Bei der elektrostatischen Separation der Mischung aus ABS und PS laden sich die unerwünschten Elastomere überwiegend negativ auf. Sie werden also hauptsächlich mit der ebenfalls negativ geladenen PS-Fraktion abgetrennt. Die ABS-Fraktion ist nach der elektrostatischen Separation praktisch gummifrei. Um auch die PS-Fraktion vom Gummi zu befreien, wurde von hamos der Gummiseparator Typ hamos RSS entwickelt. Mit dieser Maschine gelingt es, die unerwünschten Elastomere nahezu vollständig als hochkonzentrierte Abfallfraktion zu separieren. Der zur Separation erforderliche Energieaufwand ist dabei minimal.

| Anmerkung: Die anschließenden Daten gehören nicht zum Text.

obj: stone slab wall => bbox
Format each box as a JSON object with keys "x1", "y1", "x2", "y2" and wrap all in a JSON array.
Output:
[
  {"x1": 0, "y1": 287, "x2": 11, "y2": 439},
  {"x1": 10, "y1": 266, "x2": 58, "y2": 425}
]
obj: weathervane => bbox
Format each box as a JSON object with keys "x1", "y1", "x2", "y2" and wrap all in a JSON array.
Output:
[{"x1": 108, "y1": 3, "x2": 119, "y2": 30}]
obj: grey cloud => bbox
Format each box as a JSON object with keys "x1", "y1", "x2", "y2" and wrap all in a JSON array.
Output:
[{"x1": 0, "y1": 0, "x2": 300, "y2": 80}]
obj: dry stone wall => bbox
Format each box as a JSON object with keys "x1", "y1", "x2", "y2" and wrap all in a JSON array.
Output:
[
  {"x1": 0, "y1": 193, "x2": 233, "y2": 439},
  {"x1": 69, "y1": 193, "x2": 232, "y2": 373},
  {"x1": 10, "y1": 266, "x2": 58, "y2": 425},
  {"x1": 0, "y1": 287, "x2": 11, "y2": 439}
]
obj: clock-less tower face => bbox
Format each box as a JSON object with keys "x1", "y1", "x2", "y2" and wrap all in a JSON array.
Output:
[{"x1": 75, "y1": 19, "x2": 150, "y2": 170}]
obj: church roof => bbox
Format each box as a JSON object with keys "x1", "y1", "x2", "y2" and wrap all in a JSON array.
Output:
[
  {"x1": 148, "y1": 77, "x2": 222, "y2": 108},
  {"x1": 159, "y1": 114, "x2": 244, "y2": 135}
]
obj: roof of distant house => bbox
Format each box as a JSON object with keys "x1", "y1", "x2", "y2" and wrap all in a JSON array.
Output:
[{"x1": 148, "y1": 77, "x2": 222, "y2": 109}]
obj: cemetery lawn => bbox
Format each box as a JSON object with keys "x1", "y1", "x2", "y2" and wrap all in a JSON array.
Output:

Aufbereitung von Tonerkartuschen
Auch die Aufbereitung von Kunststoffen aus Tonerkartuschen lässt sich mit der elektrostatischen Separation durchführen. Nach Zerkleinerung, Entfernung der Tonerreste, Abtrennung der Metallteile und Schwimm-Sink-Trennung zur Konzentration der Kunststoffmaterialien kann eine komplett schwarze Mischung aus PS und ABS gewonnen werden. Dieses Material im Korngrößenbereich kleiner zehn Millimeter wird im ersten Schritt mit dem Corona-Walzen-Scheider Typ hamos KWS vom größten Teil der Elastomere getrennt. Elastomere in Tonerkassetten sind überwiegend leitfähig und können durch Leiter-Nichtleiter-Trennung problemlos abgetrennt werden. Wie Versuche gezeigt haben, erzielt die mehrstufige Separation Gummigehalte im Bereich weniger parts per million. Die Erzeugung sauberer Kunststofffraktionen wie ABS oder PS erfolgt im elektrostatischen Separator vom Typ hamos EKS – unabhängig von der Farbe. Nach Durchlaufen der Aufbereitungsstrecke sind die Mahlgüter ABS und PS so sauber, dass sie wieder zur Herstellung neuer Tonerkassetten eingesetzt werden können.